The report, titled "Worry about bad marijuana—not Big Marijuana," isn't exactly news to anyone following the industry—we all know corporatization is coming in some form—but it is a decently thorough consideration of the issue. The main takeaway is this: Crowing about the dangers of Big Marijuana does very little to ensure that it will be well-regulated when it finally arrives.

Indeed, as an example of this, the report specifically calls out the pioneering legal states for not allowing out-of-state investment.

"A strong temptation for states that legalize cannabis is to protect their marijuana markets from out-of-state investment," the report states. "Initially Colorado, Washington, and Oregon did exactly that. Ostensibly the goal is to shield small local producers from Big Marijuana, but in fact, critics plausibly charge, the result is more like cronyism, resulting in a system that favors a handful of locally powerful incumbent players.

"Moreover, industry observers in Colorado said that the use of proxies and 'half-fake owners' allows unscrupulous actors to circumvent the rules while depriving regulators of visibility into who actually controls cannabis enterprises."

The ownership transparency question is an important one. While small producers fail left and right in Washington, the rate of license dissolution is suspiciously low.

"The number of discontinued businesses for Producers and Processors is pretty low, only 10 actually," Mikhail Carpenter, a spokesperson for the Washington State Liquor and Cannabis Board (WSLCB), wrote to me in an email. "You are on the right track regarding what happens to these businesses, most of them sell their business rather than go under. The purchasing entity assumes the license going through the same licensing process."

License sales, with their requisite WSLCB review and background checks, are no big deal. But not every failed license gets sold. There's a more sinister version of this transaction: A more powerful, well-capitalized licensee approaches a failing producer, offers to save the business (usually with non-cash resources, like free consulting and artificially low-rate equipment lease agreements), and then demands a permanent, fixed-price, exclusive contract for that producer's products in return.

The failed producer keeps their license in their name and still gets to make some money, but no longer calls the shots. The third-party licensee hasn't invested any money or bought anything, merely consulted and provided equipment, so they don't qualify as a true party of interest. Many failing producers take the deal because, when faced with a choice between losing their shorts and losing control of their company, no one's tryna get pantsed.

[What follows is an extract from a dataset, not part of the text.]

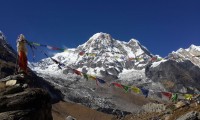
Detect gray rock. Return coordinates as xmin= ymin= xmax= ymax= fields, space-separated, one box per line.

While some of these people are motivated by greed—the deal was most recently described to me by a gregarious gentleman at the Arcview Investor's Conference who made little effort to hide his mob ties—plenty more are just successful businesses that lack a more straightforward outlet for growth.

The WSLCB knew what the Brookings report posits—that big business is actually easier to manage and regulate in many ways—from day one. Instead of licensing a few larger entities, they went with a model allowing for more and smaller producer/processor licenses at the behest of... public commenters afraid of Big Marijuana. Sigh.

"When the Board did its outreach prior to writing the rules one of the most common comments, if not the most common, was to allow as many people as possible to participate and not limit the amount of producers," wrote Carpenter. "From a regulatory standpoint it would have been easier to license a lesser number of larger growers however, in part, due to the volume of public comment received the Board chose to license a larger number of smaller grows."

Damn, really? Like, I know the idea of a thousand Farmer Toms all jumping in the weed game and making an honest living and growing a long white beard and living happily ever after is great and all, but it has little to do with the functional realities of the Washington cannabis industry. I'm all for small business in pot—high startup costs are one of the pillars of institutionalized economic racism in the cannabis industry—but it's equally painful to see those little fish thrown into a kiddie pool (Washington's artificially limited market) with a few hungry sharks. The industry as it stands is a far cry from the idyllic free market in which small businesses might actually stand a chance. Currently, it's more like the Tilt-o-Whirl at the fair, but instead of "you must be at least this tall to ride this ride," it's "your pockets must be at least this deep."

The Brookings report concludes with this apt warning: "Government, industry, consumers, activists, and their
communities should set clear goals about what they want the marijuana industry to do and what they do not want it to do. The role of public policy is to develop regulations, pass laws, levy taxes, and foster incentives with an eye toward avoiding specific harmful practices. Regulatory boundaries should target corporate behavior, not corporate size."

Call me crazy, but it might be wise to set those clear goals now, while we're only two years in, instead of later, when we've got an even larger knot of Christmas lights to untangle.